Las Provincias

Un pintor escondido entre naranjos

Juan Vicente Titos Corma trabaja en uno de sus cuadros.
Juan Vicente Titos Corma trabaja en uno de sus cuadros. / LP
  • El castellonense Juan Vicente Titos Corma sueña con convertir su afición creativa en profesión

  • El último ganador del Premio Salón Otoño del Ateneo, que trabaja en la recolecta de la fruta, intenta abrirse camino en el mundo del arte gracias a los concursos

Nunca se imaginó ganando un concurso de pintura. «No están hechos para mí», pensaba. Pero la vida da muchas vueltas. En plena recolecta de la naranja, su actual profesión que poco tiene que ver con el mundo del arte, su talento más oculto e intimista fue galardonado con el premio Salón Otoño de Pintura del Ateneo Mercantil.

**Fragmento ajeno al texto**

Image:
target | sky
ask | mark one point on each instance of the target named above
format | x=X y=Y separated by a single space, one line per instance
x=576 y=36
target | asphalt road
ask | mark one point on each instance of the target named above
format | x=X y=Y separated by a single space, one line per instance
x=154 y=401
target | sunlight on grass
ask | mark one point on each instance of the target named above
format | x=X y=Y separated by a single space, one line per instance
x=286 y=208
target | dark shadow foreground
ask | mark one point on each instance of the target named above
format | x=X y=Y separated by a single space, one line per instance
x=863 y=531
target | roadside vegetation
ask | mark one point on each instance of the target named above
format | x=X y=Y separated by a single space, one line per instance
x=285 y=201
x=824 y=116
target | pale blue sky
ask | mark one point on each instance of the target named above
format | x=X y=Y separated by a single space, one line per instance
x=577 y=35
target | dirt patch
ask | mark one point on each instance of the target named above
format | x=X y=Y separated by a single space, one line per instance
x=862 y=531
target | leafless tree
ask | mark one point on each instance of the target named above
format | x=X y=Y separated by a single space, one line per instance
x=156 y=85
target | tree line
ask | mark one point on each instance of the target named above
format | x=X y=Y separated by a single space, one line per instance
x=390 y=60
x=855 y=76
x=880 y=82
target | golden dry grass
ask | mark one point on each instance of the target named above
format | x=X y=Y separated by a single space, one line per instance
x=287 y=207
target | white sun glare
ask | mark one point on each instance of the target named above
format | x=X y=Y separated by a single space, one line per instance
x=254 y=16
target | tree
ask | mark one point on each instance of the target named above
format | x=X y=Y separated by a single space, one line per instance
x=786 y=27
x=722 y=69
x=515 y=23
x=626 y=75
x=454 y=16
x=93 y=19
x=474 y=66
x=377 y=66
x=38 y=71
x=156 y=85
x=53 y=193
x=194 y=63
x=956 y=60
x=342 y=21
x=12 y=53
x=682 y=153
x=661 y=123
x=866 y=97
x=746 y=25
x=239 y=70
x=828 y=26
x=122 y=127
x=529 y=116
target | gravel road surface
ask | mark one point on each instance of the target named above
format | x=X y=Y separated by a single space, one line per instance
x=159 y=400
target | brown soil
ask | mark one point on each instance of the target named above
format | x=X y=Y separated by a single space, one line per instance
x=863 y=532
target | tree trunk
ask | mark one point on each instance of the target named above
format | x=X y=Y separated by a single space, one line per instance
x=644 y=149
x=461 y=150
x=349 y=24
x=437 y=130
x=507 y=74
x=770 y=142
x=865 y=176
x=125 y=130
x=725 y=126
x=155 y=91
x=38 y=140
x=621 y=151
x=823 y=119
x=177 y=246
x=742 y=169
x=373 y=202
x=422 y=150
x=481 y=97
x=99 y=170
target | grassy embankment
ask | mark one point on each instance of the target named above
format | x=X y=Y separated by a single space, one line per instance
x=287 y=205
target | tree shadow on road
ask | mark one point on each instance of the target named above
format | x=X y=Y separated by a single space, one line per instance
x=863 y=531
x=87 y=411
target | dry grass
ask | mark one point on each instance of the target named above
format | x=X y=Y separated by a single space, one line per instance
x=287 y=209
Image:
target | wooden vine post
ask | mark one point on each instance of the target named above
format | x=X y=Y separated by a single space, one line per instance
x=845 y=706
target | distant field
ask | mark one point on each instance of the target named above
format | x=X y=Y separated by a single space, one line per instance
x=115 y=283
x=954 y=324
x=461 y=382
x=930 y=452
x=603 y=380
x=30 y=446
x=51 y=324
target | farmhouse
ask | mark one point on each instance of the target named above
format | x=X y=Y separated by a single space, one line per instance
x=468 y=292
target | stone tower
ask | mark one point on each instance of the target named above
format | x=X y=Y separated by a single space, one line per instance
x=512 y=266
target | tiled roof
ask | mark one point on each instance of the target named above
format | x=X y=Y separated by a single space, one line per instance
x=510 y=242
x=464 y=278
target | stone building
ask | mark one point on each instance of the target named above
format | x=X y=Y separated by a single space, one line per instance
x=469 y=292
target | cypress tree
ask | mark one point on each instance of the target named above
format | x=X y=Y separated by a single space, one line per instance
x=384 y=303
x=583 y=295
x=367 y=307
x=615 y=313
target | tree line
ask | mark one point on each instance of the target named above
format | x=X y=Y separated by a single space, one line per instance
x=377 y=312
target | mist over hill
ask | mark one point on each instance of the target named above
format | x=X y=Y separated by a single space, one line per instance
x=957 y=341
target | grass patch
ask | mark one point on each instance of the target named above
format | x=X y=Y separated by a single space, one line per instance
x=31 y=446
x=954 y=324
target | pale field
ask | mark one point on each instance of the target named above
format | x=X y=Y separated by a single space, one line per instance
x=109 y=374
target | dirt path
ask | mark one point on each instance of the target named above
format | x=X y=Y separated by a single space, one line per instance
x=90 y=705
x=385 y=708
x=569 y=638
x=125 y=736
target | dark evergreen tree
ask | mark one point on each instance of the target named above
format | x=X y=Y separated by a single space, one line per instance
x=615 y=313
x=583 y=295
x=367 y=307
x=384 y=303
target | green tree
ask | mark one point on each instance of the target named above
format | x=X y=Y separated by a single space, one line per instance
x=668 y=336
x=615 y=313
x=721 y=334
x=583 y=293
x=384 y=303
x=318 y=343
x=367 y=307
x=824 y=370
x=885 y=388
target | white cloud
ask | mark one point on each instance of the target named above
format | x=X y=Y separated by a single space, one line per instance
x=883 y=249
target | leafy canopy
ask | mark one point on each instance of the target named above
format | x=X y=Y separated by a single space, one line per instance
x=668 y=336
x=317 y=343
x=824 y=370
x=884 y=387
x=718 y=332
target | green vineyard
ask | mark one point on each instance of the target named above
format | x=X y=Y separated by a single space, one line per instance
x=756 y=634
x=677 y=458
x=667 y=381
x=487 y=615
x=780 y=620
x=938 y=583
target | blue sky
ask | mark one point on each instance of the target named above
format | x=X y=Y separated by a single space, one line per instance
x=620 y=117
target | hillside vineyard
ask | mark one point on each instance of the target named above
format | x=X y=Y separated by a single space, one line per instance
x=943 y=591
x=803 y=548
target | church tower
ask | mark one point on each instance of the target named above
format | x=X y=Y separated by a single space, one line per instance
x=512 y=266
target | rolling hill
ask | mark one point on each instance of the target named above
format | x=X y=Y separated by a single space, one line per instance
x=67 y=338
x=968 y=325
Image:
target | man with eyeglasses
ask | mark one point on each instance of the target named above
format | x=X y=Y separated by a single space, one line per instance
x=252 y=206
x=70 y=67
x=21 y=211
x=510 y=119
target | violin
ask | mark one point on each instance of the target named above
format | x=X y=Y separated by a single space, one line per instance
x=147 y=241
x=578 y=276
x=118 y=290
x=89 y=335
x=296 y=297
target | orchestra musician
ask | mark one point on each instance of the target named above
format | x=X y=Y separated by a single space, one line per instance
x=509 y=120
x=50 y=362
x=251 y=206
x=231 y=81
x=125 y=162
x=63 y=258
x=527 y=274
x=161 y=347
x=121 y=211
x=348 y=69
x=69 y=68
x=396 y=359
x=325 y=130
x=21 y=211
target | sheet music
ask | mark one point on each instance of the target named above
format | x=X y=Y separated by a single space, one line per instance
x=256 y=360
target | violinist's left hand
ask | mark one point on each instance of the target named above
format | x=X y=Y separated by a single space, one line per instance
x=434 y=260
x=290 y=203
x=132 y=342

Esta es la historia de Juan Vicente Titos Corma, castellonense de la Vall d'Uixó, que a sus 38 años cada día ve más cerca la posibilidad de vivir de sus obras. Desde pequeño dibujar fue lo suyo, estudió diseño gráfico en la escuela de Artes y Oficios, años más tarde se atrevió también con las Bellas Artes y ese fue su punto de partida en el universo de la pintura. En el 2012 con ambas carreras terminadas comenzó a experimentar con texturas, lijados, materiales y gráficos por ordenador que acabaron definiendo su estilo modernista. Tras «muchos intentos, ensayos y frustraciones», Titos se retó a sí mismo frente a un lienzo en blanco y consiguió alcanzar su meta, expresar en una obra de «extracciones geométricas sensaciones como la tranquilidad, la violencia o la paz».

Este desafío en el que se sumerge «horas y horas» es lo que más le gusta de la pintura. El cómo llegar y no el resultado. De hecho su cochera se ha convertido en «un cementerio de cuadros». En su casa sólo tiene uno expuesto, el resto los guarda «amontonados» o incluso los vuelve a pintar de blanco para reconvertirlo en uno nuevo.

Su otro gran «depósito de pinturas» es el ordenador. Allí guarda alrededor de treinta versiones de cada cuadro que pinta. Es la herramienta con la que juega, cambia y diseña. En ella da los últimos retoques y luego plasma la composición que más le gusta en el lienzo.

Su esposa, decidida y convencida del talento de Titos, una vez más, seleccionó uno de esos cuadros abandonados desde hacía seis meses y lo presentó al concurso del Ateneo Mercantil, el último día y en el último momento. Fue cuestión de un minuto que su destino empezase a cambiar.

Esa obra, 'Espacios en procesos de descomposición', se alzó con el premio y estará expuesta durante toda la temporada en el salón noble. Este ha sido el 'modus operandi' que su mujer ha llevado a cabo desde hace tres años: «presentar las obras a cualquier concurso». Últimamente sus pinturas siempre se llevaban el accésit y por fin ha dejado de ser el «eterno seleccionado para ser el premiado». De esta oportunidad espera que le sirva para adentrarse «de verdad» en el mundo del arte. «Confío en que alguien se fije en mi obra y me den la oportunidad de exponer en alguna galería». No sabe cual será su siguiente paso hacia el futuro, de momento sigue inverso en la recolecta de naranjas, y cuando finalice, desea opositar para ser docente. En su tiempo libre seguirá creando.